EAST CAPE GIRARDEAU, Ill. (KFVS) - A curfew has been issued for McClure and East Cape Girardeau due to flooding.
McClure Mayor Cheryle Dillon said a daily curfew starts at 10 p.m. on Monday, July 1 and ends at 5 a.m. Anyone on the streets on in a boat within the village boundaries during those hours will be issued a citation.
The town is still in need of volunteers to help with sandbagging.
The curfew for East Cape Girardeau started at 10 p.m. on Sunday, June 30.
Citations will be issued for those who violate the curfew. The reason is for residents safety and to reduce those who are sightseeing.
That’s according to East Cape Girardeau Trustee Jason Tubbs.
A machine that can make thousands of sandbags in a single day is was set up in Alexander County, Illinois to help fend off rising floodwaters.
With the extra supplies and more than 100 soldiers nearby, the community feels well prepared to keep their heads above water.
Ashley Sturm is helping reinforce sandbag walls that are protecting her East Cape Girardeau neighborhood.
She is glad the community now has extra sand, empty bags and a machine to create as many as they need.
“We’re grateful for this we have the operations on hand to save our community,” Sturm said. “We are basically an island held up by five, six foot walls right now.”

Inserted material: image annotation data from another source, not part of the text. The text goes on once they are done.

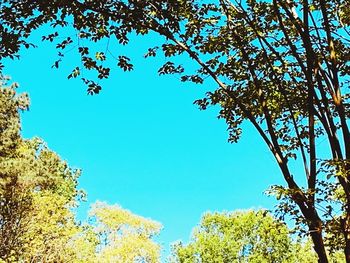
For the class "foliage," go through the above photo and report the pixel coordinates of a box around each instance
[172,210,317,263]
[0,76,83,262]
[90,202,161,263]
[0,0,350,262]
[0,78,161,263]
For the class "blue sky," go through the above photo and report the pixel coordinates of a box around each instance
[4,29,282,256]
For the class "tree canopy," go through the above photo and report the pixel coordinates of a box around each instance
[0,0,350,262]
[0,77,161,263]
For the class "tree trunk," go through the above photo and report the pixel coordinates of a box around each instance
[309,220,328,263]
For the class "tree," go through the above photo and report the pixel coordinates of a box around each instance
[0,78,84,262]
[0,0,350,262]
[0,76,161,263]
[172,210,317,263]
[90,202,161,263]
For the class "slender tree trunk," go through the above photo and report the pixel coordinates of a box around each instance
[309,220,328,263]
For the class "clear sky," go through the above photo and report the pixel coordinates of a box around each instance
[4,27,288,256]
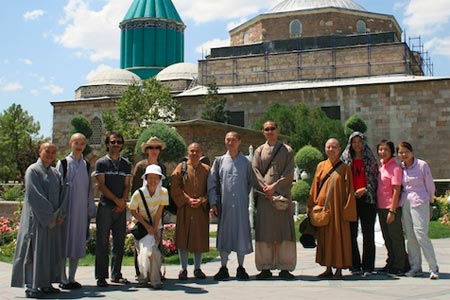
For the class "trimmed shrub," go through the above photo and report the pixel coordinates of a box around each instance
[295,145,323,179]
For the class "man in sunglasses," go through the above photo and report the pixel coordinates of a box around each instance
[95,132,131,287]
[252,121,297,279]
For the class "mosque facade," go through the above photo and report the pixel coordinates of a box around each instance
[52,0,450,178]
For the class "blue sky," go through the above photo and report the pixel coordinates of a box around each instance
[0,0,450,136]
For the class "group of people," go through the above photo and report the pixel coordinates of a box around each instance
[307,132,439,279]
[12,121,438,298]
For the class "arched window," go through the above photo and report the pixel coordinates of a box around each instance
[89,117,102,145]
[356,20,367,33]
[289,20,303,38]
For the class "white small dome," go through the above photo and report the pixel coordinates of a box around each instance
[156,63,198,81]
[269,0,367,13]
[87,69,141,85]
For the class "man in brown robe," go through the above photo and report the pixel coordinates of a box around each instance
[170,143,210,280]
[308,139,356,278]
[252,121,297,279]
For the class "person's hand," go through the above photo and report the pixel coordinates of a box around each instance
[209,205,218,217]
[355,187,367,199]
[189,198,202,208]
[386,211,395,224]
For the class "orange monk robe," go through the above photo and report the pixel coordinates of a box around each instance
[308,159,357,268]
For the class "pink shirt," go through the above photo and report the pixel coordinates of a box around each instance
[377,157,403,209]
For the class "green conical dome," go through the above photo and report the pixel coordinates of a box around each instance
[119,0,186,79]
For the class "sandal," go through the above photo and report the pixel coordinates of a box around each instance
[111,277,130,284]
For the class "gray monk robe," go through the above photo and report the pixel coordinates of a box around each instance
[11,159,64,288]
[252,142,297,271]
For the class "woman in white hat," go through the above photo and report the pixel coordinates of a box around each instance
[129,164,169,289]
[131,136,166,193]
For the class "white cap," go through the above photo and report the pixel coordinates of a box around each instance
[142,165,166,180]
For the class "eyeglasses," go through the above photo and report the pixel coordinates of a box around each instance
[145,146,161,150]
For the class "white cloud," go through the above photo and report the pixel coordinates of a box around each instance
[425,37,450,57]
[19,58,33,65]
[195,39,230,56]
[56,0,132,62]
[173,0,274,23]
[42,83,64,95]
[404,0,450,35]
[86,65,113,81]
[23,9,45,21]
[0,81,23,92]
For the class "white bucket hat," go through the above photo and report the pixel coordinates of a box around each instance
[142,165,166,180]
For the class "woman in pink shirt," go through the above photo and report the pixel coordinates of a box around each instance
[377,140,407,275]
[397,142,439,279]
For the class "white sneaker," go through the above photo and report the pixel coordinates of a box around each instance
[430,271,439,280]
[405,269,422,277]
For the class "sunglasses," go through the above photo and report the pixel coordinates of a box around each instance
[145,146,161,150]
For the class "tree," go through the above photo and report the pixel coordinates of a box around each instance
[202,80,229,123]
[255,103,346,153]
[0,104,40,180]
[134,123,187,162]
[70,116,92,156]
[345,114,367,136]
[103,77,180,139]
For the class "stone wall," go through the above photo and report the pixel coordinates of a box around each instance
[199,43,422,86]
[177,78,450,178]
[230,9,402,46]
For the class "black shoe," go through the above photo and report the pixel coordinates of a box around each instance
[278,270,295,279]
[194,269,206,279]
[255,270,272,280]
[39,286,61,294]
[388,269,405,276]
[25,289,47,299]
[111,277,130,284]
[236,266,250,280]
[214,267,230,281]
[97,278,109,287]
[178,269,187,280]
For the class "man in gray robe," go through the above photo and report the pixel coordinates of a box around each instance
[252,121,297,279]
[208,132,253,280]
[56,133,95,290]
[11,143,64,298]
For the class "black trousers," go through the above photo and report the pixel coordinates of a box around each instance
[350,198,377,272]
[95,205,127,279]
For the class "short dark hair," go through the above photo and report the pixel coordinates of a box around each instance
[377,140,395,157]
[396,141,414,152]
[105,131,125,151]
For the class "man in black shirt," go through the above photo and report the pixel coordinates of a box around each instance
[95,132,131,287]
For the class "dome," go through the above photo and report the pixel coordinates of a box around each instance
[269,0,367,13]
[87,69,141,85]
[123,0,183,23]
[156,63,198,81]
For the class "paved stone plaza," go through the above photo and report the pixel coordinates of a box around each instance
[0,238,450,300]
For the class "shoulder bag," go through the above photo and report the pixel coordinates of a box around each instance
[309,161,342,227]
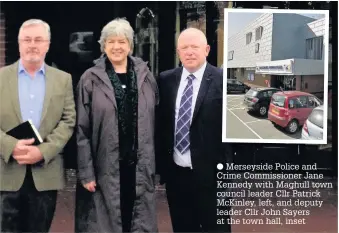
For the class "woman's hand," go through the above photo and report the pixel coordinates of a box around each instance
[83,181,97,193]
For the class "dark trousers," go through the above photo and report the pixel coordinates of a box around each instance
[0,167,57,233]
[166,165,231,232]
[120,160,136,232]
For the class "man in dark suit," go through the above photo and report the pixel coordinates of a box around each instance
[156,28,232,232]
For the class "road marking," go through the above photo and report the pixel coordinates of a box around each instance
[227,94,244,98]
[228,106,245,110]
[245,120,263,124]
[227,109,263,139]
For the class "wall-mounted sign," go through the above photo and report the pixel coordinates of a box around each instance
[255,60,293,74]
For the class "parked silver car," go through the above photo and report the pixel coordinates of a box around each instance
[301,105,324,140]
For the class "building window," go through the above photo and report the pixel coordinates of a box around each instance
[246,32,252,44]
[306,36,324,60]
[255,43,260,53]
[228,50,234,61]
[255,26,264,41]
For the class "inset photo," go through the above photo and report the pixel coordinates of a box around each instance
[223,8,332,145]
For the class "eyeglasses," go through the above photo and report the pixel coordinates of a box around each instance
[20,38,49,45]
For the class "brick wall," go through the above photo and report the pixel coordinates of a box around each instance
[0,13,6,67]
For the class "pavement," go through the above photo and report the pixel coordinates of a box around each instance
[50,172,338,233]
[226,94,301,140]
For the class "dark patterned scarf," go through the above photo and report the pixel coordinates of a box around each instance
[106,58,138,163]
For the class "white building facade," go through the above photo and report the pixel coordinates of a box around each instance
[227,13,332,96]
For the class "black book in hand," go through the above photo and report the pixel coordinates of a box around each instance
[6,120,43,146]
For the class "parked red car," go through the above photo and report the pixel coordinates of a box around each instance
[268,91,322,134]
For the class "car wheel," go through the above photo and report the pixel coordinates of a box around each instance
[286,120,299,134]
[259,106,267,116]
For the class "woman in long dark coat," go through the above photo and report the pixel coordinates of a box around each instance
[75,19,158,232]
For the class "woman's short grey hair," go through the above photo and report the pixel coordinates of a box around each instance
[98,18,134,54]
[18,19,51,40]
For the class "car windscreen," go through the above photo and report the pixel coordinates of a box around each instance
[308,109,324,128]
[246,89,258,97]
[271,94,286,107]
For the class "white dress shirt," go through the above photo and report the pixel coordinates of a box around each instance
[173,62,207,168]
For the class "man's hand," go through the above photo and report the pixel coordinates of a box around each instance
[12,138,34,156]
[84,181,97,193]
[13,141,44,165]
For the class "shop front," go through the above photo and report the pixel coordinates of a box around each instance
[255,59,296,90]
[255,59,324,93]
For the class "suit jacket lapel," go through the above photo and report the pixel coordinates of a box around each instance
[191,63,212,125]
[8,61,22,122]
[40,65,58,124]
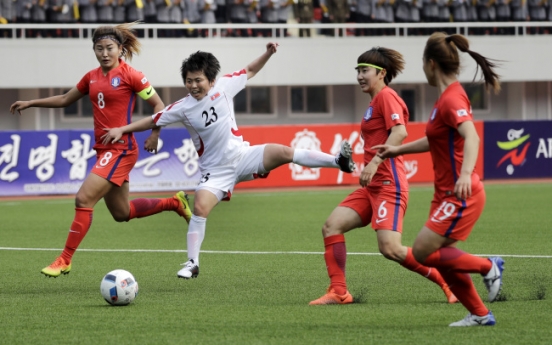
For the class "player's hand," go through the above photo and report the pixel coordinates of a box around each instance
[266,42,279,55]
[454,174,471,200]
[100,128,123,145]
[144,133,159,154]
[372,144,399,159]
[10,101,31,115]
[360,162,378,187]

Lt. Jamie Gunning with the Illinois National Guard says crews also delivered 60 thousand premade sandbags in hopes of keeping the seep water back.
Gunning says the sandbag machine completely changes their efforts for the better.
“It requires five soldiers to operate and it produces 10 to 15,000 per day," Gunning said. “It’s able to drop 30 pounds pre-weighted. It has a counter so we can keep track of production. It will twist and clamp the bags shut eliminating extra energy. As you can see its very hot today so we have them on a good work, rest cycle, but we are pushing as many as it will give us.”
The mission right now is too keep evacuation routes open.
Staff with IDOT say five inches of water is now covering Route 146 between East Cape and the bridge and it’s rising an inch a day.
“I only went about three miles an hour across it but I have a very low-lying car," Sturm said. "I don’t have a truck so it’s scary and with working overnights there is potential it could close down and I’m trapped off from my kids. I don’t know what the future holds but all we can do it pray at this point and hope for relief.”
A voluntary evacuation is still in place in Alexander County and officials are encouraging people to get out in case the seep water closes more roads.